History reminds us of the transformation of speeches and scenographies during all kinds of political regimes, especially when injustices were being overlooked.
"To stand on a stage is to say to many people, 'Look at me,'" said Judith Malina, founder of the Living Theater in the United States. "How can you do that without speaking the only truth you know? There is no such thing as an uncommitted actor."
This is what Annette Bening, Kevin Kline, John Lithgow, Alfre Woodard, Justin Long, and Alyssa Milano honored when they decided to join the handful of Hollywood stars that brought the controversial Mueller report to the stage.
Through the play "The Investigation: A Search for Truth in Ten Acts," the actors interpreted in a live reading the more than 400 pages contained in the report of the special counsel Robert Mueller on the Russian interference in the 2016 elections and President Donald Trump's attempts to obstruct justice.

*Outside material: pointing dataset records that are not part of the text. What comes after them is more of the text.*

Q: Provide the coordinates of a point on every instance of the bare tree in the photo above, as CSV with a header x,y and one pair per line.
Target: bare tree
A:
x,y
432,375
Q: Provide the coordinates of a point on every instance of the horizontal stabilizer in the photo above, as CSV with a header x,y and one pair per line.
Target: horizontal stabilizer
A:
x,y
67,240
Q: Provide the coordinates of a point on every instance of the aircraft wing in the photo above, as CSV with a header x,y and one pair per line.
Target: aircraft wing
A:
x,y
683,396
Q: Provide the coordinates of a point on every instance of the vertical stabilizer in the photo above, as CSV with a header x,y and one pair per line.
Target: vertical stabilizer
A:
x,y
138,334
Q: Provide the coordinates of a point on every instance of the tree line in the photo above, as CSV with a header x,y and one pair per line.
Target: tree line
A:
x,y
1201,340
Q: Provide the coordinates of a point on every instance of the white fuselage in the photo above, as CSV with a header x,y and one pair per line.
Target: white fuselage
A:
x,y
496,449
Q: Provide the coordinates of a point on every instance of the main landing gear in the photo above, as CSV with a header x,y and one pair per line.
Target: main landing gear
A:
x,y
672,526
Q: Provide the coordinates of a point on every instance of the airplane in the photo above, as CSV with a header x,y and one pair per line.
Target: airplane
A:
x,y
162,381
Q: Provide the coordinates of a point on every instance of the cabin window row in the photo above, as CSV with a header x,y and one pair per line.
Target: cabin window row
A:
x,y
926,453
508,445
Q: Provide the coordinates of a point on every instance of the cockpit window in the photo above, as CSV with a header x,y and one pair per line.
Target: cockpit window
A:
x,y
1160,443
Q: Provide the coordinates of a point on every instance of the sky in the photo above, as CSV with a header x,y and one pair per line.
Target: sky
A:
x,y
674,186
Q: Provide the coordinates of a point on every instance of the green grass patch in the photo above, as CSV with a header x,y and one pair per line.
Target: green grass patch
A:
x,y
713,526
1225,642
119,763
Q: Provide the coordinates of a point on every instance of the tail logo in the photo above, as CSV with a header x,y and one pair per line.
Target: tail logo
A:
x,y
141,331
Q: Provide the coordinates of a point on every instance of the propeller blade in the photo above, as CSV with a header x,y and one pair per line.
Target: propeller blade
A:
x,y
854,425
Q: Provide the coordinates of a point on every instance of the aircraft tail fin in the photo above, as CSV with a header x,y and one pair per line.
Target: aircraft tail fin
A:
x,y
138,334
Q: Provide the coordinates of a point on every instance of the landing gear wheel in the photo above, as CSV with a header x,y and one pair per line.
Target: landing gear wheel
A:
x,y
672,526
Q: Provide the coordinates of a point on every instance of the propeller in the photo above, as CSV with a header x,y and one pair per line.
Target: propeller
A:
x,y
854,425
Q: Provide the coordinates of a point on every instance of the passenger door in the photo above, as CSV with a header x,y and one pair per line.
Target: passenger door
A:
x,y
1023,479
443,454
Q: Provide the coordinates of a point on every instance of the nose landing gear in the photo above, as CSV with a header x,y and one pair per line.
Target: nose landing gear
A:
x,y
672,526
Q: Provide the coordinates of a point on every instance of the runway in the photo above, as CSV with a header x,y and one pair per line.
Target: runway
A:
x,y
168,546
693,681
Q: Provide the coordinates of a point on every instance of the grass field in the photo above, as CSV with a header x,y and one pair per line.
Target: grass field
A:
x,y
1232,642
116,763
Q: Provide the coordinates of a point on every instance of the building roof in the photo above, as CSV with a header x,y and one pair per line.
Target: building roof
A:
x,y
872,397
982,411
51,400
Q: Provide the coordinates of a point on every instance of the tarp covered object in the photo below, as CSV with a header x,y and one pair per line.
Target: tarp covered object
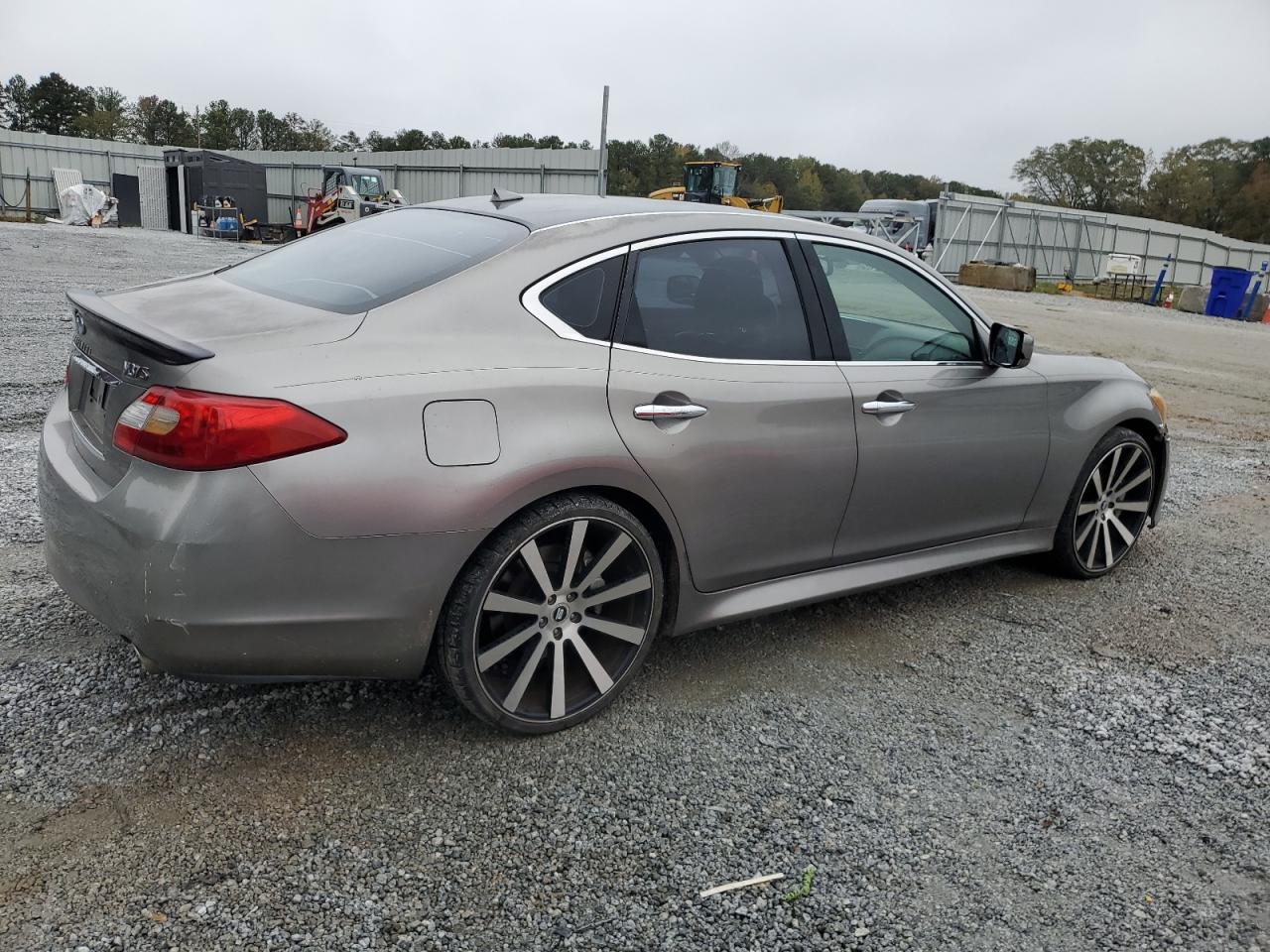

Written by Robert Schenkkan and broadcasted live by Law Works - an organization "dedicated to defending the non-partisan role of the Department of Justice,” according to CBS News - the work featured artists such as Ben McKenzie and Julia Luis-Dreyfus who gave voice to those who were part of one of the most critical periods in the history of American democracy.
For just over an hour, the artists shared shifts to read excerpts from the report that related to the participation of government members such as Sarah Huckabee Sanders, Hope Hicks, Jeff Sessions, Michael Flynn, and Don McGahn in disturbing interactions with President Trump.
Knowing that very few U.S. citizens would actually take the time to read, digest, interpret and understand the seriousness of the report's findings, the theater becomes once again a mechanism of contestation and direct communication with those who finally have the power to hold their political leaders accountable.
In a statement, Law Works explained its conviction that the play "shows that President Trump likely obstructed justice and that President Trump's campaign not only knew Russia wanted them to win but welcomed it."
Through theater and the voices of talented actors - the reality of the Muller investigation has been brought to life. Would that this would make the difference.